Em um artigo publicado na Revista Cult, a jornalista Amanda Massuela comentou sobre o uso de técnicas da psicanálise por pastores evangélicos para cativar os fiéis de forma a, segundo ela, “aumentar o rebando e o dízimo”. A jornalista comenta no texto sobre um grande aumento no número de pastores que usam o estudo das teorias de Sigmund Freud nos púlpitos das igrejas.
Usando como exemplo a Igreja Universal, Massuela afirma que muitos pastores costumam abordar em suas pregações temas contemporâneos, e comumente associados a tratamentos psicoterápicos, psicanalíticos ou mesmo psiquiátricos: como o medo e a síndrome do pânico.
Citando o psicanalista Wellington Zangari, ela afirma que a estratégia das igrejas neopentecostais e de seus pastores tem sido a da assimilação, reinterpretação e incorporação dos diversos discursos presentes na cultura.
– Grande parte das igrejas neopentecostais se pretende especializada no cuidado de três conhecidos ‘problemas’ humanos: a saúde, o amor e o dinheiro – afirma o psicanalista, que é doutor em Psicologia Social pela Universidade de São Paulo e vice-coordenador do Laboratório de Psicologia Social da Religião do Instituto de Psicologia da USP.
– Para alguns pastores, não importa se existem médicos, psicólogos e outros profissionais de saúde para lidar com questões de doença. Há sempre uma interpretação bíblica para oferecer e vender saúde – completa.
Segundo a jornalista, por não se tratar de uma profissão regulamentada, muitos pastores procuram entidades como a Sociedade Psicanalítica Ortodoxa do Brasil, que oferecem cursos livres a qualquer interessado.
O pastor Izilmar Finco, formado recentemente pela entidade, explica a procura de pastores pela psicanálise afirmando que se um religioso deseja desenvolver um bom ministério pastoral, ele precisa acumular uma série de conhecimentos, além da teologia.
– Claro que a área da psique é uma delas.
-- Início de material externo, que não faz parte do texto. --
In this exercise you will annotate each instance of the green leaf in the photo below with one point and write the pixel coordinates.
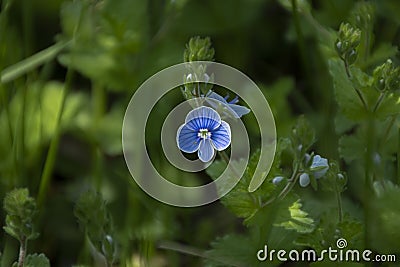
(109, 131)
(351, 147)
(381, 53)
(20, 209)
(348, 101)
(35, 260)
(232, 250)
(94, 219)
(239, 200)
(390, 106)
(384, 220)
(296, 219)
(328, 230)
(303, 135)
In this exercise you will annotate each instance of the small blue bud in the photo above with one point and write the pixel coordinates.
(277, 179)
(304, 180)
(319, 166)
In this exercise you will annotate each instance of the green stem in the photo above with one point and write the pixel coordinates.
(21, 150)
(22, 251)
(398, 158)
(340, 206)
(225, 157)
(289, 186)
(359, 94)
(52, 153)
(99, 106)
(5, 104)
(8, 256)
(379, 101)
(368, 163)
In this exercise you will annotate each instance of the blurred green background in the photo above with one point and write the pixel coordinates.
(110, 48)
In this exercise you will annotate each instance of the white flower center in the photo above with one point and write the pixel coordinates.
(204, 133)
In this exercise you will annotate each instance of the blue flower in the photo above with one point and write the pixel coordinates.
(204, 132)
(319, 166)
(229, 108)
(304, 179)
(277, 179)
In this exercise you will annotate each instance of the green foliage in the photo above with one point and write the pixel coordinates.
(35, 260)
(336, 62)
(95, 220)
(346, 44)
(199, 49)
(303, 135)
(297, 219)
(21, 210)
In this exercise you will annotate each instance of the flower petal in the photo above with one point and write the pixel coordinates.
(239, 110)
(216, 96)
(203, 118)
(206, 150)
(221, 137)
(187, 139)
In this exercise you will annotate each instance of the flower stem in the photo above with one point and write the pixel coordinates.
(379, 101)
(22, 251)
(398, 158)
(359, 94)
(340, 206)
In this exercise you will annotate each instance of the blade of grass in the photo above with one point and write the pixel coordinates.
(52, 153)
(173, 246)
(17, 70)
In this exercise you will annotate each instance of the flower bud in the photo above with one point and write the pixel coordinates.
(277, 179)
(304, 179)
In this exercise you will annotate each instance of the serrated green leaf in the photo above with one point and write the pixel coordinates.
(20, 209)
(296, 220)
(239, 200)
(35, 260)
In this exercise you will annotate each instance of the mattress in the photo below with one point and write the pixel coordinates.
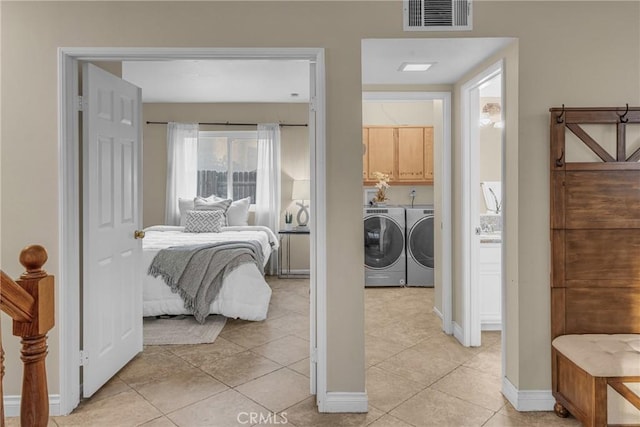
(244, 294)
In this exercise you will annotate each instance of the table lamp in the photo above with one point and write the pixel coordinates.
(301, 191)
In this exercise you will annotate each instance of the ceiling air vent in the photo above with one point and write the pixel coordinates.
(437, 15)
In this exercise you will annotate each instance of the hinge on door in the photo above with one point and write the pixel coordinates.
(84, 357)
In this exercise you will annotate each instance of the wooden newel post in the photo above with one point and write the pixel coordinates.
(34, 404)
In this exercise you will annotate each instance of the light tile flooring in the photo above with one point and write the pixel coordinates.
(416, 375)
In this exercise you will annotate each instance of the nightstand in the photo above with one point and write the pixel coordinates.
(286, 235)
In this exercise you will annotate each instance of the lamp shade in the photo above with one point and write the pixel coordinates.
(301, 190)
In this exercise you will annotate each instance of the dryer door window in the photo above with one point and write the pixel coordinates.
(383, 242)
(421, 242)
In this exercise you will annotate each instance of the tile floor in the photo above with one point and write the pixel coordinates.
(416, 375)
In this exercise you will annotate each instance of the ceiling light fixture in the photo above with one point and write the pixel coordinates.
(415, 66)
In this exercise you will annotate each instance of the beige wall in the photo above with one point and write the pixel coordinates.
(294, 152)
(576, 53)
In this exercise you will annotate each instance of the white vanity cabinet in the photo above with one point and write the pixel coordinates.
(490, 269)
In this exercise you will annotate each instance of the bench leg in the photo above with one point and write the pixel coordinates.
(560, 410)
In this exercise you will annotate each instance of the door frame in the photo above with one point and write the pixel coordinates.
(442, 178)
(69, 196)
(469, 332)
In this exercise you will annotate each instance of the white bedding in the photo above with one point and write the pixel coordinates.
(244, 293)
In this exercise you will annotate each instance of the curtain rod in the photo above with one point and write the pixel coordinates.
(233, 124)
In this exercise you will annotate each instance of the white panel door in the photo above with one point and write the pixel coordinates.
(112, 204)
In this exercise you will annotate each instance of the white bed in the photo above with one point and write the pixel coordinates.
(244, 293)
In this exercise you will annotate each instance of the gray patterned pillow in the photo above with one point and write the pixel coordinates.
(204, 221)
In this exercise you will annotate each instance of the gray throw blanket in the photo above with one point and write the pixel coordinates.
(196, 272)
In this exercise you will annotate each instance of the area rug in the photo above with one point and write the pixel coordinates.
(163, 330)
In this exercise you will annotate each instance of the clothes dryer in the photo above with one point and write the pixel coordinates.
(420, 246)
(384, 246)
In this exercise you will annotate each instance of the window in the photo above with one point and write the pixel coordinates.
(227, 163)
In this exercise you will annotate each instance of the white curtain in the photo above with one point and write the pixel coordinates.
(268, 181)
(182, 167)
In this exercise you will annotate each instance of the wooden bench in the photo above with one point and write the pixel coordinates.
(595, 267)
(597, 378)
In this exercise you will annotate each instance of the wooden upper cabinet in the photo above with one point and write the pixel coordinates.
(403, 152)
(381, 151)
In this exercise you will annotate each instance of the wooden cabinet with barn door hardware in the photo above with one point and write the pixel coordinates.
(405, 153)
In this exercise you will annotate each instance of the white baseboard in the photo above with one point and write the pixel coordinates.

O pastor precisa se conhecer bem e saber como conhecer o outro. Uma abordagem correta do problema é o primeiro passo para ajudar a encontrar a solução e a cura – afirma o pastor, explicando que com o auxílio da psicanálise ele não atribui tudo a questões espirituais.
Porém, o uso de tais estudos com objetivos pastorais não é bem visto por todos os evangélicos. O pastor Gildásio dos Reis, da Igreja Presbiteriana do Parque São Domingos, em São Paulo, e docente no Centro de Educação, Filosofia e Teologia (CEFT) da Universidade Presbiteriana Mackenzie, afirma que teologia e psicanálise partem de pressupostos completamente diferentes. Reis afirma não acreditar ser honesto um pastor evangélico “atender pacientes utilizando acriticamente uma técnica que diverge sob muitos aspectos da fé cristã”.
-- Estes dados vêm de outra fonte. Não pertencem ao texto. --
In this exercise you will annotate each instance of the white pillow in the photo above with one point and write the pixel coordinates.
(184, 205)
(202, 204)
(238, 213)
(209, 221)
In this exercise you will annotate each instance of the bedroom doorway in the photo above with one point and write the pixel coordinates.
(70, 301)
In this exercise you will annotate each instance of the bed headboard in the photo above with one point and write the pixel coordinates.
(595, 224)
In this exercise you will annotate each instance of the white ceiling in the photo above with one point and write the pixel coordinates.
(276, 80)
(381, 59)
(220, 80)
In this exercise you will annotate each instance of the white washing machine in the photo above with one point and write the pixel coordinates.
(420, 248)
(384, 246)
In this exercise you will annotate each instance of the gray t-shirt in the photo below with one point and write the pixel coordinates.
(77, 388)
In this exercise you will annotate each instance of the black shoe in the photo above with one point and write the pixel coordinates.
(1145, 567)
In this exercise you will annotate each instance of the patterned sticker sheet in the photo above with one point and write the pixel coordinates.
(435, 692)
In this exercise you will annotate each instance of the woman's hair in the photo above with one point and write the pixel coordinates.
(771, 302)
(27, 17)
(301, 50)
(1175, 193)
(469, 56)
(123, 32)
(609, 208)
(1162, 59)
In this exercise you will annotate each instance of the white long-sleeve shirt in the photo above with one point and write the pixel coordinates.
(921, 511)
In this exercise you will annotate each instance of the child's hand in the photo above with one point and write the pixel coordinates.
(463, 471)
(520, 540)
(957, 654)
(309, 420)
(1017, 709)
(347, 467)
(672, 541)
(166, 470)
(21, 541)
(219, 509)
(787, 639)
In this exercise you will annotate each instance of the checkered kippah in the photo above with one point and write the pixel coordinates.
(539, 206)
Entre os psicanalistas, também há controvérsias sobre sua aplicação por pastores. Sérgio Laia, analista membro da Escola Brasileira de Psicanálise e professor do curso de Psicologia da FUMEC, em Belo Horizonte, afirma que há um problema conceitual na aliança entre a prática da psicanálise e o trabalho pastoral.
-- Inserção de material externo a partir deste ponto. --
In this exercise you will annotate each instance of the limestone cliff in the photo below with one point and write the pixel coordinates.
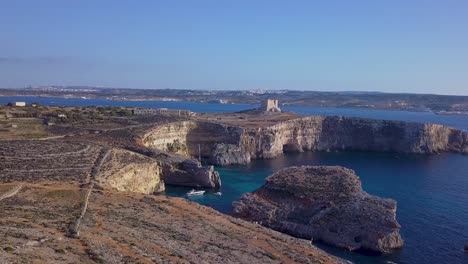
(127, 171)
(190, 173)
(79, 163)
(224, 144)
(323, 203)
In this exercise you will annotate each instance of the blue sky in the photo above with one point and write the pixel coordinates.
(394, 46)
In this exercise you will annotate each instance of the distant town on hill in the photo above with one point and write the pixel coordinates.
(442, 104)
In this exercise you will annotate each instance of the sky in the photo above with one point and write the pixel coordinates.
(418, 46)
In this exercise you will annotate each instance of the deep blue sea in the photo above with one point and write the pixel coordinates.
(431, 190)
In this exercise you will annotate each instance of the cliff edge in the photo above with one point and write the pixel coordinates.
(323, 203)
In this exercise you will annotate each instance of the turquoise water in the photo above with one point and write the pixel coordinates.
(432, 191)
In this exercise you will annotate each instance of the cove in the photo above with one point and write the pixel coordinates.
(431, 191)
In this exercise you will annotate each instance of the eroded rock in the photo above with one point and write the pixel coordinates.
(323, 203)
(191, 173)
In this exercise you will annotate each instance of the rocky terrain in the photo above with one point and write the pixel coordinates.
(326, 204)
(123, 227)
(231, 141)
(78, 163)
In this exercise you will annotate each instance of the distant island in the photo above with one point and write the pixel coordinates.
(439, 104)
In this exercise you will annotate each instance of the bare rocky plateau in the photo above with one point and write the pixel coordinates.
(323, 203)
(84, 193)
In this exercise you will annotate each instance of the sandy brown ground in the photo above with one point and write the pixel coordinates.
(134, 228)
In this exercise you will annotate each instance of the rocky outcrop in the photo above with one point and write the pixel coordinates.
(323, 203)
(135, 228)
(131, 172)
(223, 144)
(225, 154)
(191, 173)
(191, 138)
(78, 163)
(347, 133)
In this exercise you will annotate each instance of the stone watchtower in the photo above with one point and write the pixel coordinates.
(270, 105)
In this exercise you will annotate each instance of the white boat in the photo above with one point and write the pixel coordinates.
(193, 192)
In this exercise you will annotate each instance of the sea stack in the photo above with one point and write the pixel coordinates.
(323, 203)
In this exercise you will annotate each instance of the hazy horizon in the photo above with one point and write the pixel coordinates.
(363, 46)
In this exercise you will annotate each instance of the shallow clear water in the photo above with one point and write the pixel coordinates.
(432, 191)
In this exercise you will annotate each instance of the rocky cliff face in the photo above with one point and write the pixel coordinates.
(323, 203)
(131, 172)
(191, 138)
(223, 144)
(191, 173)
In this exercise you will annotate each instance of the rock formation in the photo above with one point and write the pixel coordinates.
(229, 144)
(323, 203)
(270, 105)
(131, 172)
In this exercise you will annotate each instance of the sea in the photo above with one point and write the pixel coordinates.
(431, 190)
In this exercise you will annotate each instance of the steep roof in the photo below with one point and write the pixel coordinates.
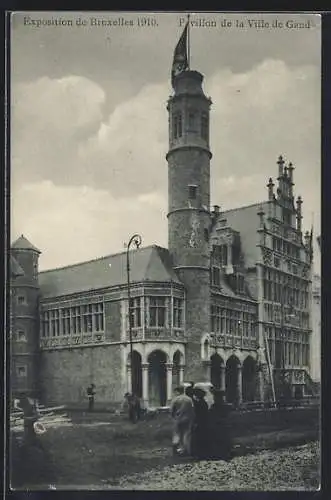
(23, 244)
(151, 263)
(15, 268)
(246, 221)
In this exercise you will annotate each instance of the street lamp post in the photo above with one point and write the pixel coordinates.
(136, 239)
(283, 351)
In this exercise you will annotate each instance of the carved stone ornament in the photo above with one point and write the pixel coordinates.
(267, 257)
(194, 233)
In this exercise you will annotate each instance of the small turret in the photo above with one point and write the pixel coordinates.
(270, 187)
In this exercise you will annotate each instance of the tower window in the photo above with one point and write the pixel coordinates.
(21, 299)
(21, 371)
(21, 337)
(192, 192)
(191, 121)
(157, 311)
(177, 127)
(204, 126)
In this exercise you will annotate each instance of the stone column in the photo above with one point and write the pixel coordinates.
(239, 385)
(129, 378)
(207, 366)
(181, 374)
(229, 246)
(144, 368)
(222, 381)
(169, 367)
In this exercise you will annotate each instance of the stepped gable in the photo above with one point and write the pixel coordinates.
(246, 221)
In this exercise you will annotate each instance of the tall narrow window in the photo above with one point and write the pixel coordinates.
(21, 371)
(191, 121)
(177, 313)
(224, 255)
(177, 126)
(216, 276)
(135, 311)
(87, 318)
(54, 322)
(157, 311)
(45, 323)
(98, 317)
(21, 299)
(66, 330)
(204, 126)
(192, 191)
(21, 336)
(76, 320)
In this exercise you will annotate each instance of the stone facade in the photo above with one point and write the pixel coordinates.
(228, 302)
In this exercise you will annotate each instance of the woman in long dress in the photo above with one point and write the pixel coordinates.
(200, 433)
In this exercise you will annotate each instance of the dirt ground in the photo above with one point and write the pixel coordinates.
(106, 453)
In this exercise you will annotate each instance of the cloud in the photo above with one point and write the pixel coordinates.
(75, 223)
(63, 141)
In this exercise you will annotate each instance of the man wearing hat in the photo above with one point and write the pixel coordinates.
(182, 413)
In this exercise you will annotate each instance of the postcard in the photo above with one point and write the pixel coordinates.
(165, 323)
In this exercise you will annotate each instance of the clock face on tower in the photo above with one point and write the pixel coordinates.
(194, 232)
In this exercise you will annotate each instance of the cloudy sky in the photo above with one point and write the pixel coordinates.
(89, 123)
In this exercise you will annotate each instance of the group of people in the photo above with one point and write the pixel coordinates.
(200, 431)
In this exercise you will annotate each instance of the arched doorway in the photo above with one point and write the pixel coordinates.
(249, 379)
(176, 363)
(232, 379)
(136, 374)
(157, 378)
(216, 363)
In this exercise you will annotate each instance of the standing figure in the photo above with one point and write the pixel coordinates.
(90, 391)
(30, 417)
(182, 413)
(201, 431)
(134, 408)
(221, 444)
(189, 390)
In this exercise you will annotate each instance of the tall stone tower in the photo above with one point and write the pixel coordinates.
(25, 319)
(189, 217)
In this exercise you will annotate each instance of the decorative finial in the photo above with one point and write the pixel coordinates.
(280, 163)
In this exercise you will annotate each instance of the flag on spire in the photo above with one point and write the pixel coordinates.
(311, 242)
(180, 62)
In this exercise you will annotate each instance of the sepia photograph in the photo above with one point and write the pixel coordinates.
(164, 258)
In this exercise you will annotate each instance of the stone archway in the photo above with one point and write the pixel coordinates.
(157, 378)
(216, 371)
(177, 362)
(136, 374)
(249, 379)
(233, 380)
– A perspectiva de Freud era a de que a religião está para a civilização assim como a neurose está para o indivíduo. É dessa forma que a psicanálise lida com a religião; e uma pessoa que pratica uma atividade religiosa dificilmente aceitaria esse tipo de definição – explica Laia.
Apesar das divergências, já existem entidades, como a Faculdade Gospel, que oferecem cursos como “psicanálise clínica pastoral” e “psicanálise cristã”.
Doryedson Cintra, professor de psicanálise da Sociedade Contemporânea de Psicanálise (SCOPSI), também critica o uso das teorias de Freud por pastores e afirma que as religiões evangélicas estão praticando uma psicanálise selvagem, que ele classifica como uma espécie de chantagem terapêutica.
– Os pastores sabem que há algo na vida de cada indivíduo que inspira o medo e o terror. Só não sabem o quê. Com a apologia ao medo, eles incitam os membros a ponto de despertarem um comportamento histriônico, uma espécie de teatralidade muito comum nos casos de possessão – afirma.